But what has always made these books appealing to me is that the characters feel like family that are giving you a glimpse of a different life to your own, a chance to connect with different people and experiences, and vicariously live through them, and yes, they do satisfy a deep seeded need of mine to go back to San Francisco. In particular regard to this newest book I'm actually not talking about San Francisco, I'm talking about Burning Man. Sometime when I was in college I first heard about Burning Man, mainly because my friend Orelia was going one year and I vaguely remembered a TA of mine talking about it as well. Seemed like an interesting concept, didn't really leave much impact on me other then I knew a few people who went and loved it. Years have gone by and even more people I know have gone, so, I'm a little more interested, but that's about all, I have a vague idea of what goes on, but other then that, it's peripheral to my life, I'm interested in blog posts about outfits people are making, but, whatever.

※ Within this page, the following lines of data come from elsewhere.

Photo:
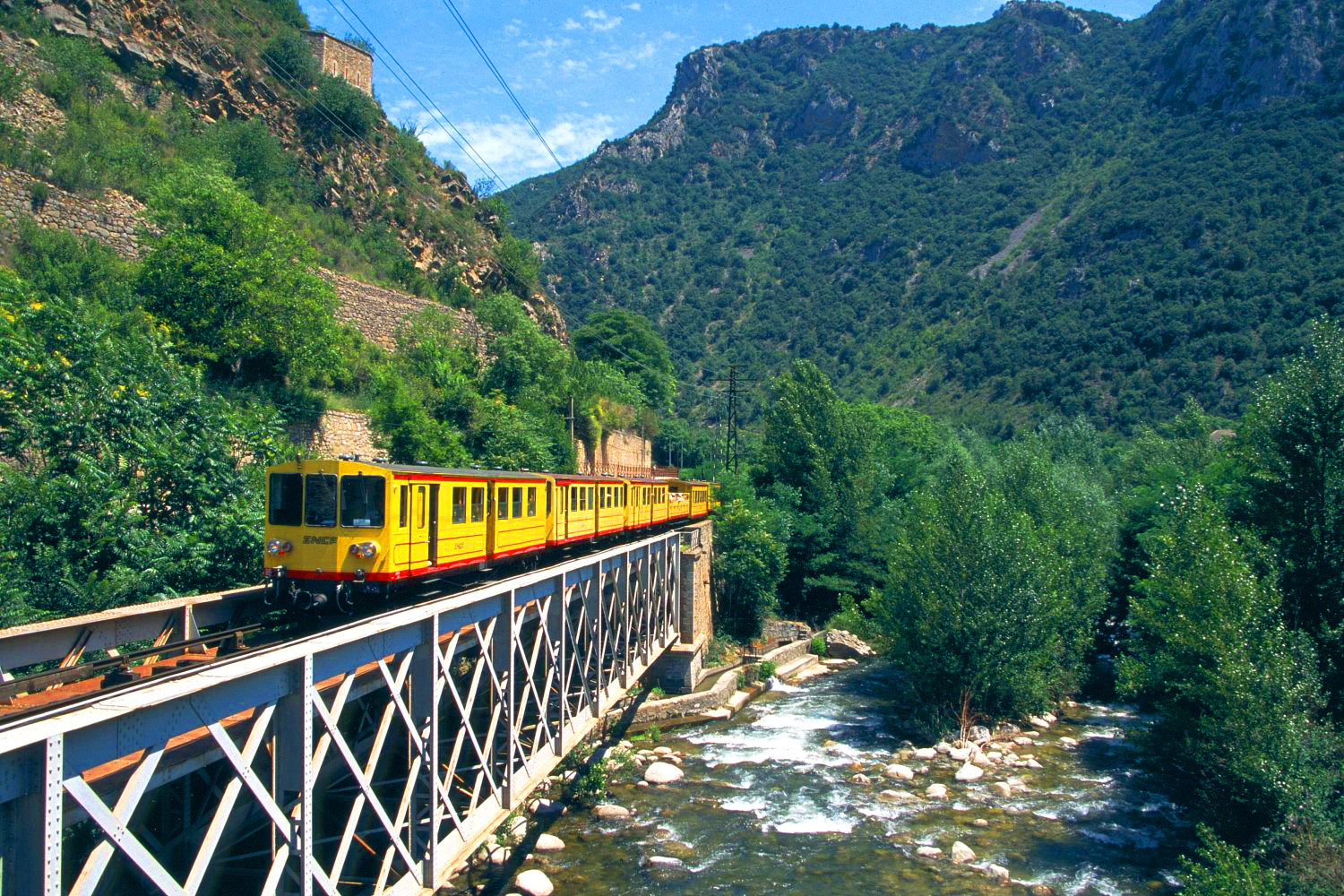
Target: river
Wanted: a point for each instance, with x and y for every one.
(766, 806)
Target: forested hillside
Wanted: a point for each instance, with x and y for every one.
(1051, 211)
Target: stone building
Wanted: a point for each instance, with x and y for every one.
(341, 59)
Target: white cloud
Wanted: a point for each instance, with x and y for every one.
(599, 21)
(513, 150)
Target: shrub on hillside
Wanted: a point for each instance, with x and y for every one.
(339, 112)
(1236, 692)
(290, 59)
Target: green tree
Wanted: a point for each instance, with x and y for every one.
(124, 478)
(629, 343)
(238, 288)
(1293, 440)
(750, 563)
(1234, 689)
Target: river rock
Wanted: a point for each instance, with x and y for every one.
(548, 844)
(663, 772)
(534, 883)
(843, 645)
(898, 797)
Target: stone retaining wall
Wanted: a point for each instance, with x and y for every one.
(333, 435)
(115, 220)
(381, 314)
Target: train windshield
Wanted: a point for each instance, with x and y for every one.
(320, 501)
(287, 498)
(362, 500)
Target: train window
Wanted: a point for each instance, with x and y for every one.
(320, 501)
(287, 498)
(362, 500)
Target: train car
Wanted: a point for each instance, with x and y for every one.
(339, 530)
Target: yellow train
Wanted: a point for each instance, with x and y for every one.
(341, 530)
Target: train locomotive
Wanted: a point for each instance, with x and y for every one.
(339, 532)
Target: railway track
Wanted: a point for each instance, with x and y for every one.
(39, 694)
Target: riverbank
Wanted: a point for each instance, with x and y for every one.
(768, 804)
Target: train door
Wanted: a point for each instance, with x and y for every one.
(433, 524)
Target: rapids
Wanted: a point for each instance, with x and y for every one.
(766, 807)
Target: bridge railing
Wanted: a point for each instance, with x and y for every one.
(367, 759)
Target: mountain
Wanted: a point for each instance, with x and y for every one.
(126, 88)
(1050, 211)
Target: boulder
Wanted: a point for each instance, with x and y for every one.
(663, 772)
(898, 797)
(841, 645)
(548, 844)
(534, 883)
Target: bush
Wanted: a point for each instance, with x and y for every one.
(1234, 689)
(290, 59)
(750, 568)
(1222, 871)
(339, 112)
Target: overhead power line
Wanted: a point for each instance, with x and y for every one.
(486, 56)
(437, 116)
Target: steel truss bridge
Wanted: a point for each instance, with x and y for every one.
(373, 758)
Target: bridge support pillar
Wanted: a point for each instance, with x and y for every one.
(682, 668)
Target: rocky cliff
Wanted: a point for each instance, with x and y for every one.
(217, 62)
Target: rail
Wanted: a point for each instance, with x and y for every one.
(370, 758)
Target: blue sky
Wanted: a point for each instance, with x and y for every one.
(585, 72)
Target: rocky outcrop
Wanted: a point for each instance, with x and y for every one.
(943, 145)
(1241, 54)
(841, 645)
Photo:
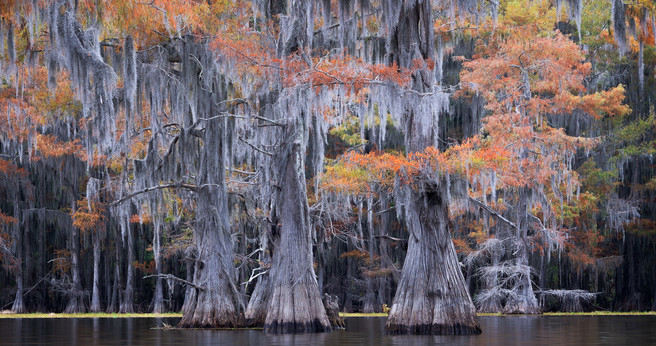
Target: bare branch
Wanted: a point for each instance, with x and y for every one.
(153, 188)
(171, 277)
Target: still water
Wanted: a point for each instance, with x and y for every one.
(497, 330)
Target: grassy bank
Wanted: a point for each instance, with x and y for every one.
(87, 315)
(595, 313)
(341, 314)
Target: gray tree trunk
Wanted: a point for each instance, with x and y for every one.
(95, 294)
(522, 300)
(431, 297)
(218, 304)
(76, 299)
(127, 301)
(295, 304)
(158, 299)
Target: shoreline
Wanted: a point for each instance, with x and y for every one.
(5, 315)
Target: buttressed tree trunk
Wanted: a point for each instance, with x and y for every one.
(295, 304)
(432, 296)
(216, 301)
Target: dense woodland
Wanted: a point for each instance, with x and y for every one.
(247, 162)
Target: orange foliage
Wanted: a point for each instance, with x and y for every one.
(89, 216)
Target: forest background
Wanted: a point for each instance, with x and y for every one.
(162, 155)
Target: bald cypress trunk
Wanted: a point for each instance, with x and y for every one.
(158, 299)
(295, 304)
(95, 294)
(522, 300)
(432, 296)
(19, 305)
(127, 301)
(215, 302)
(76, 298)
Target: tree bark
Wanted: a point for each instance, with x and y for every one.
(432, 297)
(18, 307)
(95, 294)
(113, 302)
(295, 304)
(76, 298)
(158, 299)
(219, 304)
(127, 303)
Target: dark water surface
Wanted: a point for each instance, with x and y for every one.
(497, 330)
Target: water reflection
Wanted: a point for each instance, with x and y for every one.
(497, 330)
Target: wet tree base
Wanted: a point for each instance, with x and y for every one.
(297, 327)
(433, 329)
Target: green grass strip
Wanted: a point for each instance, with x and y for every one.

Enter The Days of Anna Madrigal. For the first time in my life I get it, I understand Burning Man. Maupin placed me there on the playa with the alkali flats and the dust swirling around me so that I can't even see. I can see why it would appeal to him and how the world created there has the same twists of fate and bizarre coincidences that his world in Tales of the City has always embodied. I also love that it is an event that celebrates creation and makers. Art that is made just to be made, it's the act that is important, not the finished product. This experience I was vicariously living showed me just how opposite this world is to my own. I try to live in a very organized, clean, structured world that relies more on the end result of my labors then the labor itself. I have tried to open myself up to other experiences, art forms, like letterpress, wherein the act of creating is just as important as what you create. But at the end of the day, I liked having this experience from a distance. This is an experience I realized I can do without in my life, much like Michael learned. But am I different from learning about it? Yes I am. But you can call me Couch Lady.